All trials were conducted according to the World Medical Association Declaration of Helsinki, the ICH Harmonised Tripartite Guidelines for Good Clinical Practice, and all applicable local or regional regulatory requirements. An ethics committee for each country or site approved the protocol, and written informed consent was obtained from each participant before any study procedures were performed. All trials were registered with ClinicalTrials.gov (Table 1).

Main outcome measures

The prespecified primary objective of the analysis was to compare vortioxetine to placebo for the risk of TESD via a non-inferiority hypothesis in patients without sexual dysfunction at baseline. Sexual dysfunction at baseline or at any clinic visit was defined as an ASEX total score of at least 19, a score of at least 5 on any ASEX individual item, or a score of at least 4 on any 3 ASEX individual items.Reference McGahuey, Gelenberg and Laukes 24 TESD was defined as sexual dysfunction (meeting the above criteria) at any time during the treatment period. Trial participants with sexual dysfunction at baseline were excluded from the primary analysis (see below for additional analysis of worsening sexual dysfunction).

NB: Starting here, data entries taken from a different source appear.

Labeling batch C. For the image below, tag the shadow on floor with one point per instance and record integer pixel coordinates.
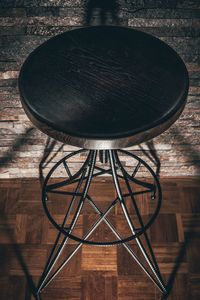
(18, 253)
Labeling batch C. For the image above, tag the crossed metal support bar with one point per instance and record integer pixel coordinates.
(84, 178)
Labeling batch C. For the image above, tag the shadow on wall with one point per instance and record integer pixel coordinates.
(101, 12)
(46, 159)
(152, 155)
(18, 144)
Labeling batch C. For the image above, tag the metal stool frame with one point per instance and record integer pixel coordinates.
(84, 178)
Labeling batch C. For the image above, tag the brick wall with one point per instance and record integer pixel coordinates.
(25, 24)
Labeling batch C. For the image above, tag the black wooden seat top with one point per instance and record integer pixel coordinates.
(103, 87)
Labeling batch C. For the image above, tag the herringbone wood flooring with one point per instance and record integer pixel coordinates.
(97, 273)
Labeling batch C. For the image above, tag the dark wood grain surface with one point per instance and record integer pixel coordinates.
(103, 83)
(97, 273)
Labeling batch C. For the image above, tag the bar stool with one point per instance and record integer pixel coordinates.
(103, 88)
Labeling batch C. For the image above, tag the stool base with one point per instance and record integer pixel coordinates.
(83, 178)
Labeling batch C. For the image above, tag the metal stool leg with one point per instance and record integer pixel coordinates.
(112, 157)
(86, 173)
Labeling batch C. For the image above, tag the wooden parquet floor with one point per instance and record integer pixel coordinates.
(99, 273)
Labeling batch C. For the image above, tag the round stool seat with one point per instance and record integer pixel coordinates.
(103, 87)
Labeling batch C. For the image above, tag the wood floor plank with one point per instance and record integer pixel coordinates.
(99, 273)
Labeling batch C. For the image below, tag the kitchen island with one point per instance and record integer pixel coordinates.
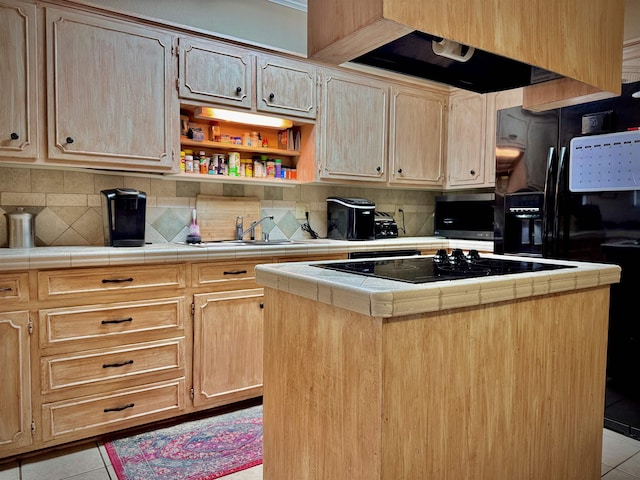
(493, 378)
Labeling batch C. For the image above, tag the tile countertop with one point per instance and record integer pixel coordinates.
(12, 259)
(387, 298)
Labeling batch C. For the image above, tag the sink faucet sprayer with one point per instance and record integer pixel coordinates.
(252, 229)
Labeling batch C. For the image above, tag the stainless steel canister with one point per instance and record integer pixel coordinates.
(20, 232)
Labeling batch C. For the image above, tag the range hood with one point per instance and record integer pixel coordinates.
(515, 43)
(433, 58)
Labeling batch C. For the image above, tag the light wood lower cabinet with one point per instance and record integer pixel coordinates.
(227, 351)
(15, 377)
(107, 364)
(95, 414)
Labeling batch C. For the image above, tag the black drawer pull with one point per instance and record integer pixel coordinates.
(120, 320)
(119, 409)
(117, 280)
(120, 364)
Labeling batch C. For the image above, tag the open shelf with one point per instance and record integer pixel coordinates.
(188, 142)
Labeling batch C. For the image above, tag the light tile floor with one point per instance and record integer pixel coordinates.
(620, 461)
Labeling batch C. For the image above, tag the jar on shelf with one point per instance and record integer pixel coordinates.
(271, 169)
(278, 168)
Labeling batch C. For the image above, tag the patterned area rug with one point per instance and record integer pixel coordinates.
(196, 450)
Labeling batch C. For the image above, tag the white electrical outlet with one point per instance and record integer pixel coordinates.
(301, 210)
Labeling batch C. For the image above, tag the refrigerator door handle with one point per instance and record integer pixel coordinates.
(550, 188)
(560, 200)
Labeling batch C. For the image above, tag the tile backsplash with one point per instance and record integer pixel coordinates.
(67, 205)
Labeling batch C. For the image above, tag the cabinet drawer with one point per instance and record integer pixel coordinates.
(14, 287)
(106, 413)
(118, 321)
(64, 371)
(232, 275)
(77, 282)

The comparison of each vortioxetine dose (5, 10, 15, and 20 mg/day) to placebo for the primary objective was reported using a 95% confidence interval (CI) for the common risk difference in TESD incidence between each dose and placebo. The risk difference of the TESD incidence between each dose and placebo was calculated (percent vortioxetine minus percent placebo). The common risk difference for the set of observed differences in the incidence of TESD between each vortioxetine dose and placebo was estimated using the Cochran–Mantel–Haenszel (CMH) method stratified by study.Reference Sánchez-Meca and Marín-Martínez 26 Non-inferiority of vortioxetine versus placebo was evaluated by comparing the upper bound of the 95% CI for the common risk difference with a clinically meaningful margin of 10%, with non-inferiority declared if the upper bound was less than the 10% margin.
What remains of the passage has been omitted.